Free agents are very similar. You want them to be talented, affordable, and relatively young, but if you’re hoping for all three, you’re going to be looking for a long time.

Such is the case with this year’s crop of potential free agents. I took the list of pending free agent cornerbacks provided at Spotrac.com and sorted it by their Pro Football Focus rating for this season.

PFF’s ratings are not a be-all, end-all, but for our purposes they can serve as a baseline for establishing the relative level to which a player performed this season. For the sake of this discussion, I only included the players who accumulated enough snaps to earn a grade from PFF.

Here’s the list (with a link in case it’s hard to see):

Analyzing the free agent cornerback crop

Right off the bat we can see some issues. In PFF’s system, corners rated 80 or better are considered above average, and 90 or better is considered elite. Four of the six corners who are 80 or better are 27 or younger, so they meet at least two of our three criteria.

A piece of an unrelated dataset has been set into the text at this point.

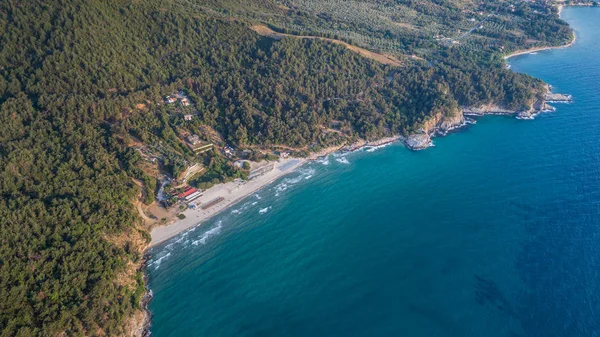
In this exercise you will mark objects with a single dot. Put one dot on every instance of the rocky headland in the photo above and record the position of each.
(441, 123)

However, it seems unlikely that Houston, Dallas, or New England is likely to let a young and talented corner like Bouye, Claiborne, or Ryan make it to the open market, and if they do, they’ll be expensive.

Last year’s top three free agent cornerbacks received a combined $98.8 million in guaranteed money. If the Packers try to compete in that kind of bidding war, they’re going to have a difficult time retaining any of their own free agents, leaving much of the defense to be populated by (wait for it) draft picks and undrafted free agents.

The next tier of free agents, likewise, presents similar issues. Four of the nine players rated between 70 and 79 by PFF are just 26 years old, which means that any potential bidders should be getting the heart of their prime.

Be prepared to get into a bidding war

However, this price range also gets tricky. Since most of the top end of the market probably will return to their team of origin, you’ll be in a bidding war even for a second tier player. And secondly, even someone in this range isn’t guaranteed to be any good. For sake of comparison, LaDarius Gunter’s grade for last season was 71.2 before a major regression this year.

Beyond the second tier range, there’s very little reason to consider signing anybody. This is the part of the list that will get you only “young” or “cheap,” leaving you to just cross your fingers and hope for “talented.” The Packers can do better than signing this kind of free agent.

Like I said at the top, if you’re hoping for the Packers to shore up their secondary with free agent spending, this is going to be a disappointing offseason. Not only are the Packers generally uninterested in splurging on free agents, there’s also very little in the way of decent free agents out there.

Unless someone from the top end of the market falls through the cracks or an unexpected player gets released late, free agency won’t help the Packers’ cornerback situation.